Se o primeiro e o último episódios se tecem a partir de uma narrativa do próprio Méliès, podendo nós entender a acção como uma analepse, os outros não nascem ou não são atribuídos de maneira directa a Méliès, mas é essa abertura e fecho que nos permite iluminá-los dessa forma (e veremos à frente como isso ainda ocorre).

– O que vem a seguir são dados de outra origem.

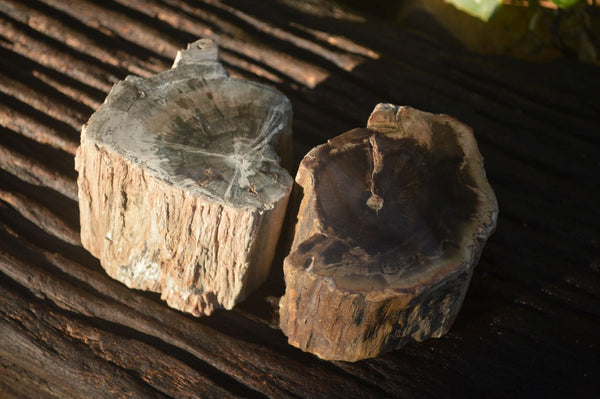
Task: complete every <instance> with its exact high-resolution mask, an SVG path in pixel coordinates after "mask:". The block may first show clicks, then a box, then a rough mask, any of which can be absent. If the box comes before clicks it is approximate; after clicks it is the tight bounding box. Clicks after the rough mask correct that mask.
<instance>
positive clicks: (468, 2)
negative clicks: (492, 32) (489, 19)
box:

Num dos últimos episódios, em que os irmãos Lumière se juntam a Méliès e os seus, os cineastas vencem um exército de criaturas fantásticas a mando do Deus do Gelo, que se quer vingar por encontrar no cinematógrafo a sua dissolução. Baseados numa superstição conhecida (mas provavelmente falsa e eurocêntrica), esse rei e os seus súbditos são supersticiosos e acreditam que as suas almas são capturadas e consequentemente destruídas pela captação da imagem. Imageticamente, o soberano é parecido com uma versão a preto-e-branco (um trabalho lindo de linhas diáfanas de carvão de Duchazeau, imitando a ideia de um grão do nitrato de prata deixado no papel?) do rei Morfeu do Little Nemo. A associação levar-nos-á a imaginar que o cinema, visto dessa perspectiva, era o fim de uma determinada maneira de sonhar e manter os sonhos nas narrativa. Uma vez que essa magia e campo das metamorfoses passa a ser objecto de uma arte externa aos seus utilizadores, que uso terão essas criaturas? Voltaremos adiante a este tema.

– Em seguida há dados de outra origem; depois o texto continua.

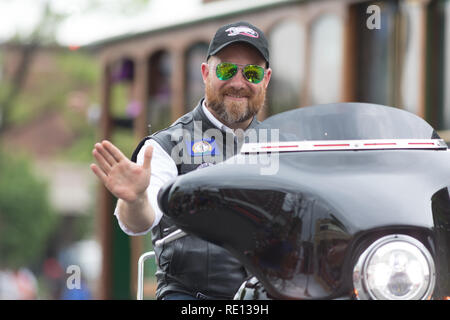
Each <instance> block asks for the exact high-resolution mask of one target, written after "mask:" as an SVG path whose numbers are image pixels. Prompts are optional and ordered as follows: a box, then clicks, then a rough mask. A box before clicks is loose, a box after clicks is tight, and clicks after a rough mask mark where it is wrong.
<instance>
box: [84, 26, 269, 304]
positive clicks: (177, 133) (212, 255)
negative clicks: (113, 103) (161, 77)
mask: <svg viewBox="0 0 450 320" xmlns="http://www.w3.org/2000/svg"><path fill="white" fill-rule="evenodd" d="M201 72H202V77H203V81H204V83H205V98H204V99H201V100H200V102H199V103H198V105H197V106H196V107H195V108H194V109H193V110H192V111H191V112H189V113H187V114H185V115H184V116H182V117H181V118H180V119H178V120H177V121H175V122H174V123H173V124H172V125H171V126H170V127H168V128H166V129H163V130H161V131H158V132H156V133H154V134H153V135H151V136H149V137H146V138H145V139H144V140H142V141H141V143H140V144H139V145H138V147H137V148H136V150H135V152H134V153H133V157H132V159H131V161H130V160H129V159H127V158H126V157H125V156H124V155H123V153H122V152H121V151H120V150H119V149H117V148H116V147H115V146H114V145H113V144H111V143H110V142H109V141H102V142H101V143H97V144H95V148H94V150H93V155H94V157H95V159H96V162H97V164H92V165H91V169H92V171H93V172H94V173H95V174H96V175H97V177H98V178H99V179H100V180H101V181H102V182H103V183H104V185H105V186H106V187H107V188H108V190H109V191H110V192H111V193H112V194H113V195H115V196H116V197H117V198H118V202H117V207H116V210H115V212H114V214H115V215H116V217H117V219H118V222H119V225H120V226H121V228H122V230H123V231H124V232H125V233H127V234H129V235H142V234H146V233H148V232H150V231H151V233H152V241H153V244H155V241H157V240H159V239H161V238H163V237H165V236H167V235H168V234H170V233H171V232H173V231H175V230H176V229H177V228H176V227H175V226H174V225H173V224H172V223H171V222H170V220H169V219H168V218H167V217H166V216H164V215H163V213H162V212H161V210H160V208H159V207H158V203H157V194H158V191H159V189H160V188H161V186H162V185H164V184H165V183H166V182H168V181H169V180H172V179H173V178H174V177H176V176H178V175H181V174H185V173H188V172H190V171H193V170H196V169H198V168H202V167H204V166H207V165H212V164H216V163H218V162H221V161H222V160H225V159H227V158H229V157H230V156H232V155H234V154H236V153H237V151H238V148H239V143H238V141H239V139H238V137H237V136H236V133H237V132H238V131H239V132H244V131H246V130H249V129H251V128H254V127H255V126H256V125H257V124H258V121H257V120H256V115H257V113H258V112H259V111H260V110H261V108H262V107H263V105H264V101H265V96H266V90H267V86H268V84H269V81H270V76H271V73H272V70H271V69H270V68H269V50H268V43H267V40H266V38H265V36H264V34H263V32H262V31H261V30H260V29H258V28H257V27H255V26H253V25H252V24H250V23H247V22H237V23H232V24H228V25H225V26H223V27H221V28H219V29H218V30H217V32H216V34H215V35H214V38H213V39H212V40H211V43H210V45H209V48H208V53H207V59H206V62H205V63H202V65H201ZM154 249H155V253H156V257H157V262H158V266H157V272H156V277H157V280H158V288H157V293H156V297H157V299H165V300H169V299H184V300H186V299H231V298H232V297H233V296H234V294H235V292H236V291H237V289H238V288H239V286H240V285H241V284H242V282H243V281H244V280H245V278H246V277H247V276H248V275H247V273H246V270H245V268H244V267H243V266H242V265H241V264H240V263H239V261H237V260H236V259H235V258H234V257H232V256H231V255H230V254H229V253H228V252H227V251H226V250H225V249H223V248H221V247H218V246H216V245H214V244H211V243H209V242H206V241H203V240H201V239H199V238H197V237H195V236H191V235H188V236H185V237H182V238H180V239H177V240H176V241H174V242H171V243H168V244H165V245H164V246H163V247H162V248H157V247H155V248H154Z"/></svg>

Auguste e Louis Lumière vêm armados com “câmaras-espingarda portáteis”, o que é uma piscadela de olho ao “fusil photographique” de Marey, outra das grandes referências nos primeiros passos científicos do cinema. E ainda que a relação entre os Lumière e Méliès seja explorada, naquilo que historicamente lhes pautou as diferenças a nível económico e estético, todos surjem aqui unidos como que uma espécie de guilda aventurosa, recordando uma instância particular da “Liga de Cavalheiros Extraordinários".

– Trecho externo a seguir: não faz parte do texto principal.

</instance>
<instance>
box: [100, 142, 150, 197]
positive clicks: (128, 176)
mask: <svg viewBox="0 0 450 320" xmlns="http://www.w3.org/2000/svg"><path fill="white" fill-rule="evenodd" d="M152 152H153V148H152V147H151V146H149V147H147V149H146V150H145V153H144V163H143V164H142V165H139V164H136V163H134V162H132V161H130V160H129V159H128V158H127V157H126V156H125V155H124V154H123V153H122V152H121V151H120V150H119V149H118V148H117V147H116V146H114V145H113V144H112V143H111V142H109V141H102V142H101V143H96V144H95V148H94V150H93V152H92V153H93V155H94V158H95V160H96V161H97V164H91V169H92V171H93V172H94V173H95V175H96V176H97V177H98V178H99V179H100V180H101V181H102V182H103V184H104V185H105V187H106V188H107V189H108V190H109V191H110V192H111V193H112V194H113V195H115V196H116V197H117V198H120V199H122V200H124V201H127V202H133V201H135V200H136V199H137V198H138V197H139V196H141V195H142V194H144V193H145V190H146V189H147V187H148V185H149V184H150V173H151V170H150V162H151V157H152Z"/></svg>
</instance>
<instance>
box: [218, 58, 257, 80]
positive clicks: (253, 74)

O último episódio, como vimos, volta a lançar elos de ligação entre todos eles, garantindo uma coesão interna das “aventuras” ou dos “filmes”, encerrando a narrativa maior ao colocar de novo Méliès frente a Prévert, o primeiro aconselhando o primeiro a evitar fazer mal a esse outro domínio do fantástico que estava de saída, o círculo do “maravilhoso”, e antes se dedicar a um cinema que não magoasse ninguém, filmados nos jardins com cenários de “cordel e cartão”. É uma curiosa forma de consideramos o cinema de Prévert e dos surrealistas, mesmo os aparentemente violentos. Aquele outro tema alia-se, por exemplo, a algumas das pesquisas narrativas de Gaiman e Moore, da “despedida” das criaturas do fantástico do domínio do humano, cada vez mais ocupadas pelo intelecto, o científico e o positivismo, empobrecendo as camadas possíveis do mundo... Talvez estas pequenas narrativas tenham o desejo de recuperar todo esse “maravilhoso” que afinal partilhava o mesmo sinal, e agora fá-lo de novo num só corpo (o livro). Recuperar o que não estará, queira a memória, irremediavelmente perdido.
Nota: agradecimentos a Paulo Seabra, pelo empréstimo do livro.